En réponse au message :
Pour l’amour de l’Eglise
@Lancelot
Ayant été victime d’une dérive sectaire au sein d’une communauté monastique qui n’était pas Bethléem, je peux vous dire que ma famille n’a jamais été au courant de ce qui se passait à l’intérieur de cette communauté. La supérieure a toujours été très souriante, etc. D’ailleurs, je ne leur ai jamais raconté le fin fond de l’histoire, même vingt ans plus tard. A quoi bon les inquiéter avec ça ?
Beaucoup de personnes qui fréquentaient ce couvent ne se doutaient absolument de rien. Entre la façade vis à vis de l’extérieur et les dysfonctionnements à l’intérieur, il y avait un monde. Nous avions aussi de très beaux offices, de belles icônes, etc. Et il y avait des groupes au parloir avides d’entendre des témoignages édifiants sur notre vie telle qu’elle aurait dû être … mais qu’elle n’était pas. Et nous nous mentions à nous-mêmes avec une conviction naïve effarante. Il m’a fallu plusieurs mois après l’intervention des autorités ecclésiastiques pour réaliser sous quelle emprise j’avais vécu, c’est pour vous dire !
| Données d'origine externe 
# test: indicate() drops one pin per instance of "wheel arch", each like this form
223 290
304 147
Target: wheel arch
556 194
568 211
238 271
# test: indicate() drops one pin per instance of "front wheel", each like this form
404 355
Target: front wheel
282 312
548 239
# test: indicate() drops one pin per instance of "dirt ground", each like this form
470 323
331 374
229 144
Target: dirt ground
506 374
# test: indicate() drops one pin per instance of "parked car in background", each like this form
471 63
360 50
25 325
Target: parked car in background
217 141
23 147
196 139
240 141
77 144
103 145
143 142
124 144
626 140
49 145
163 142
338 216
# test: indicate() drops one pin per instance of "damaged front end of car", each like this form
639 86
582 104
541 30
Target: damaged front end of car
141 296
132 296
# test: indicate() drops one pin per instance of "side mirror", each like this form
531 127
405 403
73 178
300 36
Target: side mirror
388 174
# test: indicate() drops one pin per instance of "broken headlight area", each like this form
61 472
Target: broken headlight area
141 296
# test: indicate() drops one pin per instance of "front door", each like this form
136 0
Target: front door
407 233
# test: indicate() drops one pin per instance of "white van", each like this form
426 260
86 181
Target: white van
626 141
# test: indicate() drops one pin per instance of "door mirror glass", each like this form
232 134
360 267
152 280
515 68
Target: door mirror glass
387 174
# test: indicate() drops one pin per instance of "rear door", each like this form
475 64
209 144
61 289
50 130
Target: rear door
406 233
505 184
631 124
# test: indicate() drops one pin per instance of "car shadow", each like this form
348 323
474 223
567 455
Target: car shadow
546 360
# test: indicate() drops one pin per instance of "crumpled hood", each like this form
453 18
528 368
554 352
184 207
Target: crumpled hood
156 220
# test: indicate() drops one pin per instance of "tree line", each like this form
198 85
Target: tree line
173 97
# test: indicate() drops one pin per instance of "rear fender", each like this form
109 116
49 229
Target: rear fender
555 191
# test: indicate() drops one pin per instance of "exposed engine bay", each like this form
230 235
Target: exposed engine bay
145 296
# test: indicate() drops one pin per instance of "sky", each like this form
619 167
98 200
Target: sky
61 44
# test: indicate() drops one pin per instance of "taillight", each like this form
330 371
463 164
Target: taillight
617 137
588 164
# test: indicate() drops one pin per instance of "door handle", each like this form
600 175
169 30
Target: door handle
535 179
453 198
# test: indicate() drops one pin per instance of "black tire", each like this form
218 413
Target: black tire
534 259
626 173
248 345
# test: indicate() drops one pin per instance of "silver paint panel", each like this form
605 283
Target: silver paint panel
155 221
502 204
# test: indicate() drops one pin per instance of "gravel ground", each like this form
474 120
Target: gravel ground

Le noviciat aussi était rempli. Rempli de personnes qui n’avaient rien à faire là et qui n’ont pas persévéré au sein de l’ordre quand la communauté a été dissoute. Désolée d’être aussi crue, mais en matière de vie religieuse « faire du chiffre » aujourd’hui, ce n’est pas normal. Pourquoi y a-t-il si peu de moniales chartreuses et autant de soeurs de Bethléem alors qu’elles sont censées vivre le même charisme ? Autrefois on disait que les soeurs de Bethléem vivaient la vie des chartreux sans les austérités. Aujourd’hui, ce qui pose question, c’est notamment ces austérités.
Tous les docteurs mystiques ont dénoncé l’ascèse pour elle-même. L’ascèse n’est jamais un but en soi. D’ailleurs, ce que les témoignages dénoncent, ce ne sont pas les exercices ascétiques, mais les excès. La discrétion, c’est à dire la mesure, est une règle intemporelle en matière d’ascèse. Quand les privations en viennent à gêner la prière, à l’empêcher, elles n’ont plus raison d’être.
Laisser faire l’Eglise, dites-vous ? Mais l’Eglise ne se réduit pas à ses responsables ecclésiastiques, l’Eglise c’est chacun de ses membres. Il est normal que de simples fidèles s’expriment sur des dysfonctionnement au sein de leur Eglise. Quant aux responsables ecclésiastiques, ils restent des êtres humains avec leurs grandeurs et leurs faiblesses. Certains auront le courage de faire ce qu’il faut, et d’autres préféreront minimiser, crier aux « racontars ».
Seulement quand des témoignages deviennent à ce point nombreux et concordants, quand, dans un justificatif, un institut admet contrevenir au code de droit canonique (durée du noviciat, sollicitation de confidences de la part des supérieurs) on est en droit de s’inquiéter sérieusement.